Alan Richardson (born 4 November 1948) is an English amateur and professional featherweight boxer of the 1960s, and 1970s, he was the 1969 Amateur Boxing Association of England featherweight boxing champion, won bronze medals in both the 1969 European Amateur Boxing Championships and the 1970 British Commonwealth Games, and was British professional featherweight boxing champion from Tuesday 15 March 1977 to Thursday 20 April 1978.

==Background==
Allan Richardson was born in Fitzwilliam, West Riding of Yorkshire, as of 2018 he works as a lorry driver, and he lives in Thurnscoe, South Yorkshire.

==Boxing career==

===Amateur===
Richardson initially trained in Hemsworth, and then at the White Rose Boys' Club Amateur Boxing Club in Wakefield, and won the Amateur Boxing Association of England (ABAE) Junior Class-B title against Brian Harding (St George's Stepney ABC) at RAF Stanmore Park Sports Arena, Middlesex on Thursday 27 May 1965, was runner-up for the Senior featherweight title against Johnny Cheshire (Repton ABC) at the 81st ABAE National Championship at Empire Pool and Sports Arena, Wembley on Friday 10 May 1968, won the Senior featherweight title against Eddie Pritchard (Llangefni ABC) at the 82nd ABAE National Championship at Empire Pool and Sports Arena, Wembley on Friday 9 May 1969, won a bronze medal losing on points in the semi-final to eventual gold medalist László Orbán at featherweight in the 1969 European Amateur Boxing Championships at Bucharest, Romania on Sunday 8 June 1969.

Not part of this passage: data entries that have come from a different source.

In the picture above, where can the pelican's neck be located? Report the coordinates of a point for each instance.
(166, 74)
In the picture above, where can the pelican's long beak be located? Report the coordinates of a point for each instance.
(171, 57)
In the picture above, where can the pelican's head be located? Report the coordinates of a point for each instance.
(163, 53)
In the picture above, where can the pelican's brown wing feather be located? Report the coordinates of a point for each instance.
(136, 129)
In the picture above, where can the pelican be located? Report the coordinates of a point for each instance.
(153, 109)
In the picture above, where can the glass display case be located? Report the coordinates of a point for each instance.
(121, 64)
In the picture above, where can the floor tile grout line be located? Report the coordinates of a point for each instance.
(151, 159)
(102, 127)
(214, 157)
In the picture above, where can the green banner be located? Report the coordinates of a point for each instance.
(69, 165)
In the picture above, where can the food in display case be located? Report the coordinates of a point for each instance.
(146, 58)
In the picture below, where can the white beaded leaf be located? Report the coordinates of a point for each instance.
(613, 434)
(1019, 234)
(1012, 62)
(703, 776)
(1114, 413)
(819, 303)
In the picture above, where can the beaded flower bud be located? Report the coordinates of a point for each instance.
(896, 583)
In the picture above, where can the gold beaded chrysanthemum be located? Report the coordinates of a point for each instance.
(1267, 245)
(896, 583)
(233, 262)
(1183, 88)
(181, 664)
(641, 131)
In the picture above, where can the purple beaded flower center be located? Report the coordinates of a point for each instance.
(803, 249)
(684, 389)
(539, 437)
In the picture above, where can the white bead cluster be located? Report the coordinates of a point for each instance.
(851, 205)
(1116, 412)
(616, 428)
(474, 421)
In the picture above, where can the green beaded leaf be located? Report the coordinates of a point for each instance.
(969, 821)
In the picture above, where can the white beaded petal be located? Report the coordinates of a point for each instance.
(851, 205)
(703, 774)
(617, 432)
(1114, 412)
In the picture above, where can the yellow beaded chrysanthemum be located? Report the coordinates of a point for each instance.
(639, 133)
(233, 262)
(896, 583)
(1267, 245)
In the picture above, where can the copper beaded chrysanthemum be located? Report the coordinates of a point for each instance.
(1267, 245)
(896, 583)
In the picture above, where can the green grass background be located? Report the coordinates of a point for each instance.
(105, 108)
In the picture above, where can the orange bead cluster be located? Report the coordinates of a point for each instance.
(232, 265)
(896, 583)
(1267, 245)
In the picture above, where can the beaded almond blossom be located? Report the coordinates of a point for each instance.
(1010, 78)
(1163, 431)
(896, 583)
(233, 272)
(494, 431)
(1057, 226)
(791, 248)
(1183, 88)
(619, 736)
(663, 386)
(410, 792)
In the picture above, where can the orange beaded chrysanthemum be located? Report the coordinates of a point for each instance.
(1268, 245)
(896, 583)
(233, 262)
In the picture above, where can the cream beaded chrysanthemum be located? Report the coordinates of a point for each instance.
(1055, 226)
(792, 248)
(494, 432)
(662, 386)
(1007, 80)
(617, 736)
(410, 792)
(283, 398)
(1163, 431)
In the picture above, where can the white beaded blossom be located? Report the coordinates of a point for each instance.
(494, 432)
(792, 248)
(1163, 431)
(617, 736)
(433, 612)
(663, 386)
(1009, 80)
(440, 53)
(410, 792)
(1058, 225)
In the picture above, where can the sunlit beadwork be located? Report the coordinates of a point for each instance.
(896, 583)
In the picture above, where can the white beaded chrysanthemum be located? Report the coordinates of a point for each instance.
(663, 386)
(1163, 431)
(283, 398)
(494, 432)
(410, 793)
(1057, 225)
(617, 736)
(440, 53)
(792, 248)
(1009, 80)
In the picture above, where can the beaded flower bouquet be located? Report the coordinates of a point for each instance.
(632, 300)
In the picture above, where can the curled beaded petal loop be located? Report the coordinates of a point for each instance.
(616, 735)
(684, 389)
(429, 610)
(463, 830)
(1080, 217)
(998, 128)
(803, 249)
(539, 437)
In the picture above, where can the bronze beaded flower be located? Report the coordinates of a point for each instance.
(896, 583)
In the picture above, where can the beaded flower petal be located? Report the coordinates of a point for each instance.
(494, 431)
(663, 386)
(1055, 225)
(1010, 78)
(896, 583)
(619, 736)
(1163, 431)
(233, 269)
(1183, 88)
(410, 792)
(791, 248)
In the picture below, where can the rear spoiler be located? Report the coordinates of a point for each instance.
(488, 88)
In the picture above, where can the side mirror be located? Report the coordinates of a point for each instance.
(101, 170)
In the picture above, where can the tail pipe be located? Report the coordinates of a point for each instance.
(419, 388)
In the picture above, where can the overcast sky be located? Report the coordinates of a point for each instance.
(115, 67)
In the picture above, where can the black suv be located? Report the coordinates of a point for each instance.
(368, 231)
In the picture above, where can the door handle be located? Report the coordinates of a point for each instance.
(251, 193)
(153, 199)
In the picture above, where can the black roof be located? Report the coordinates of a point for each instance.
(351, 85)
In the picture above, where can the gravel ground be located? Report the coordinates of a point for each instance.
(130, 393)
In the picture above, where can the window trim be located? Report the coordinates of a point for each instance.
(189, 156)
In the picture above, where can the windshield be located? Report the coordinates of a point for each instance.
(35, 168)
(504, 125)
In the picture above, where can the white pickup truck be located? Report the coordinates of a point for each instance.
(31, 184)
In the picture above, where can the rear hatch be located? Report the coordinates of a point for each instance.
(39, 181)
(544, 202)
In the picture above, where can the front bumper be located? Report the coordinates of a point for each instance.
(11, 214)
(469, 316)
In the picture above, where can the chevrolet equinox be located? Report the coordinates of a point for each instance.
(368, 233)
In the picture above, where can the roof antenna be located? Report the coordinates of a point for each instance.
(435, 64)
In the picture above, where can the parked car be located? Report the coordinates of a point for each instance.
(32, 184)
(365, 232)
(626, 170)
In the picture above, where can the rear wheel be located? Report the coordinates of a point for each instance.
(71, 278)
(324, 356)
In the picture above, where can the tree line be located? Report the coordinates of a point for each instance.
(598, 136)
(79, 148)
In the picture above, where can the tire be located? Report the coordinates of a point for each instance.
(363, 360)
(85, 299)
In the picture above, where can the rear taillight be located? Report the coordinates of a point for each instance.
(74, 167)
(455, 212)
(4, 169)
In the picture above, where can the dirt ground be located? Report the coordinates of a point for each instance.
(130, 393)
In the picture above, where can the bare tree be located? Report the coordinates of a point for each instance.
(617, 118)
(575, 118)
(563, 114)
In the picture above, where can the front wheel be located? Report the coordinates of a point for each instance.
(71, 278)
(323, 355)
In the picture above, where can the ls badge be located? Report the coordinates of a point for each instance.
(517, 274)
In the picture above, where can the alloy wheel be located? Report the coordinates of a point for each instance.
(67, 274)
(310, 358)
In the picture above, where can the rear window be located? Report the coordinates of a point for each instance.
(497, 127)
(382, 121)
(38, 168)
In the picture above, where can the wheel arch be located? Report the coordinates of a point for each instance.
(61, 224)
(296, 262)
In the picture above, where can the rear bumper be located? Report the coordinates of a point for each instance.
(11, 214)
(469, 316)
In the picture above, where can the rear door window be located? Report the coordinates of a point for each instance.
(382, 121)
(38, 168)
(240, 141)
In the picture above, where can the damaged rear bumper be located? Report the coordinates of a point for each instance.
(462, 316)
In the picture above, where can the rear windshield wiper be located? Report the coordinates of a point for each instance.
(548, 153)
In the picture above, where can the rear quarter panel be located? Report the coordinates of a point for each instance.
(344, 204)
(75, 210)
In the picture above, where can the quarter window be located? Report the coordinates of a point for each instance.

He represented England and won a bronze medal, losing on points in the semi-final to eventual gold medalist Philip Waruinge at featherweight in the 1970 British Commonwealth Games, at Edinburgh on 22 July 1970.

===Professional===
Managed by Trevor Callaghan, Alan Richardson's first professional boxing bout was a victory over Abu Arrow on Tuesday 30 November 1971, this was followed by fights including; victory over Bingo Crooks (Midlands (England) Area lightweight champion), defeat by, and victory over Billy Hardacre challenging for the British Boxing Board of Control Central (England) Area featherweight title, draw with Billy Waith (Welsh Area welterweight champion, and British welterweight challenger), defeat by Barry Harris challenging for the Central (England) Area featherweight title, defeat by Evan Armstrong challenging for the British featherweight, and British Commonwealth featherweight titles, defeat by Fernand Roelands (EBU European lightweight champion) at Bruges, Belgium, victory over John Mitchell (Scottish Area featherweight challenger), victory over Ray Ross (Northern Ireland Area lightweight challenger, Irish light welterweight challenger, and Northern Ireland Area light welterweight challenger), Gerry Duffy (Scottish Area featherweight champion), victory over Vernon Sollas (EBU European featherweight challenger) challenging for the British featherweight title, victory over Les Pickett (Welsh Area featherweight champion) defending the British featherweight title, defeat by Eddie Ndukwu challenging for the British Commonwealth featherweight title at Lagos National Stadium, Nigeria, defeat by Dave Needham (British bantamweight champion, and EBU European bantamweight Challenger, and British Commonwealth featherweight Challenger) defending the British featherweight title, Alan Richardson's final professional bout was a defeat by Les Pickett on Tuesday 3 October 1978.

==Note==
The birth registration index detailed on FreeBMD states that Richardson's given name is Allan, i.e. two-els, whereas all other references state Alan. i.e. one-el.